Bagi televisi yang bertumpu pada program untuk mendapatkan
audience share yang tinggi di antara stasiun-stasiun bersaing, tentu tak jadi
soal secara berganti memuaskan masing-masing kubu. Sebab, pengalihan kanal di
ujung jari pada remote control sangat ditentukan emosi dalam menghadapi satu
progam. Dan, audience share ini dilihat dari jumlah penonton di berbagai area
yang didorong preferensi emosional atas satu program, tak mencerminkan
kecenderungan rasionalitas dengan latar sosiologis. Program acara politik yang
mengeksploitasi waham pascakebenaran sangat berpotensi untuk audience share.
Untuk konten, media daring mirip dengan TV sebab
keberadaannya juga ditentukan di ujung jari, yaitu oleh jumlah klik per konten.

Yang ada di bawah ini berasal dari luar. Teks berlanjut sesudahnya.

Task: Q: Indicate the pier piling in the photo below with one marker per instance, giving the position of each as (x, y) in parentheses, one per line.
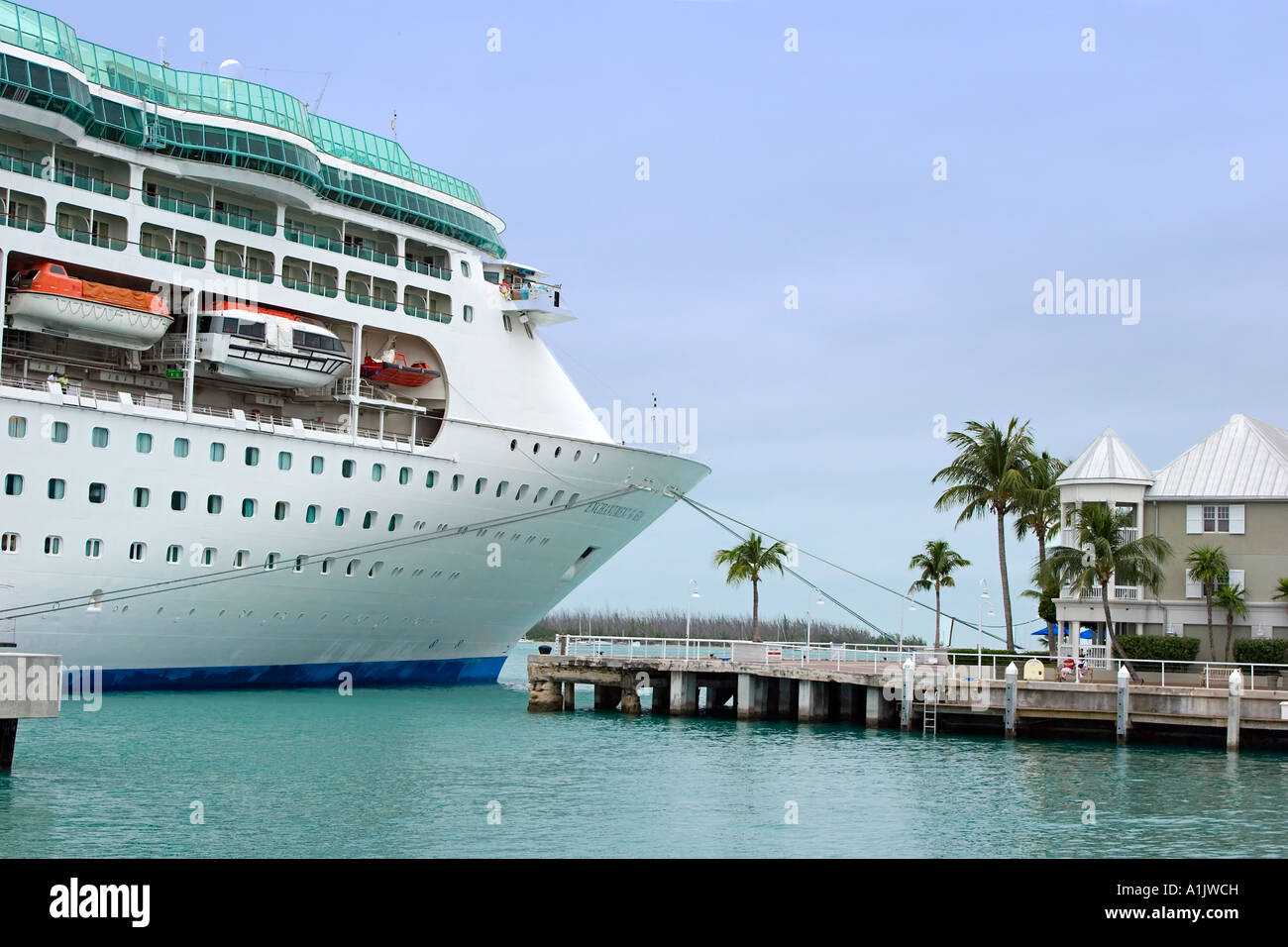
(1124, 709)
(1232, 720)
(752, 694)
(30, 686)
(1013, 676)
(630, 697)
(8, 737)
(606, 696)
(881, 689)
(684, 693)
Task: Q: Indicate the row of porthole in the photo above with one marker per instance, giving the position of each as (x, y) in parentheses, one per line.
(97, 595)
(536, 450)
(142, 499)
(202, 556)
(143, 445)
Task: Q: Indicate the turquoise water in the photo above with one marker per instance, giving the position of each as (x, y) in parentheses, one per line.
(412, 772)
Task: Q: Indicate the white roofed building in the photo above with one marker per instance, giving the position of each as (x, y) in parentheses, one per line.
(1228, 489)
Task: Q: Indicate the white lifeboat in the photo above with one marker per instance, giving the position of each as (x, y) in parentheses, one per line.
(46, 299)
(258, 346)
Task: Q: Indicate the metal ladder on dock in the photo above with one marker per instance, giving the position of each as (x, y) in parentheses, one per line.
(930, 714)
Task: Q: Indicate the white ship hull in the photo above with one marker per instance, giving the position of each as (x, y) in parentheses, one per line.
(143, 495)
(274, 368)
(68, 317)
(443, 609)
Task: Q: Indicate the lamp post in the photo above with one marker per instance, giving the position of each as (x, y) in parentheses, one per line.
(807, 618)
(688, 612)
(979, 646)
(911, 608)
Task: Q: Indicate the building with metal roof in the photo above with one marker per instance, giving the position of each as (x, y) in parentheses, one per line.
(1229, 489)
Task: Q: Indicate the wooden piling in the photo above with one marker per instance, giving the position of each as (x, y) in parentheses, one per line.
(8, 737)
(1232, 720)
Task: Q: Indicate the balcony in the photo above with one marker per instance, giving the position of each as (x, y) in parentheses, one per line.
(245, 223)
(313, 240)
(86, 182)
(178, 205)
(1069, 538)
(425, 269)
(1117, 592)
(364, 253)
(416, 312)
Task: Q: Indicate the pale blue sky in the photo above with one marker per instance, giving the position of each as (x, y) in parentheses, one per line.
(814, 169)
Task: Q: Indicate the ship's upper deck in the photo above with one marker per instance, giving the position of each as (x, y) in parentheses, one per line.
(299, 155)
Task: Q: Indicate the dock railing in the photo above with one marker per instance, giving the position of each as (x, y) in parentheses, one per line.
(853, 655)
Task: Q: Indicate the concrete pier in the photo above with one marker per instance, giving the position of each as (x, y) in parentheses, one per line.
(889, 693)
(751, 698)
(30, 688)
(684, 693)
(1232, 714)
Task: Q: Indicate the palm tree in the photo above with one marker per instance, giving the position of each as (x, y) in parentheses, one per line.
(936, 565)
(746, 562)
(1038, 513)
(988, 476)
(1102, 557)
(1282, 590)
(1231, 598)
(1209, 566)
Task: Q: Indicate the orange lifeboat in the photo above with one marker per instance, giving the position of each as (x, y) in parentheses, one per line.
(397, 371)
(46, 299)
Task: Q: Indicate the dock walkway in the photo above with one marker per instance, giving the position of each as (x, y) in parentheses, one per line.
(879, 685)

Berbeda halnya dengan media cetak, bertumpu pada edisi yang memuat berbagai
konten. Satu konten yang mengulik aspek permusuhan emosi pascakebenaran yang
dimuat pada satu edisi ”merugikan” konten-konten lain di edisi yang sama,
berikutnya membentuk citra untuk beberapa waktu atas brand media.
Memanfaatkan media digital bagi media cetak bukan jalan
keluar jika mengabaikan permasalahan mendasar yang dihadapi media cetak.
Migrasi ini membuatnya terpuruk. Disrupsi digital berbarengan dengan waham
pascakebenaran telah memperburuk kondisi media cetak.
Dari sini, perlu perumusan ulang orientasi media, khususnya
cetak, dalam menghadirkan diri di tengah publik yang berubah di era
pasca-kebenaran. Untuk itu pilihan atas konten dipertajam dengan orientasi pada
kepentingan pragmatis dan psikis atas dunia faktual dan obyektif guna mengatasi
kecenderungan emosional dan subyektif. Untuk itu, kepentingan publik bersifat
otentik akan mengatasi kecenderungan nilai pascakebenaran.
Maka, perlu dipertajam kriteria kelayakan dalam mencari
fakta di ruang publik. Bahwa ruang publik pada dasarnya diisi kegiatan warga
dalam berinteraksi dalam konteks institusi negara, pasar, dan masyarakat sipil.
Artinya, fokus bukan kepada pelaku
institusi negara, pasar, dan masyarakat sipil, melainkan lebih kepada warga
selaku ”konsumen” dari institusi-institusi itu.
Dengan memperbanyak konten yang menggali kepentingan otentik
dari fakta warga, publik pun akan kembali pada kebenaran faktualitas sehingga
menyatukan warga yang tersungkup dalam waham pascakebenaran. Ini jalan
metodologis, melalui jurnalisme dapat mengembalikan fitrah hubungan sosiologis
media pers dan khalayaknya. Bahwa media pers fungsional sebagai sumber
kebenaran faktualitas, bukan untuk pemuasan subyektivitas emosional.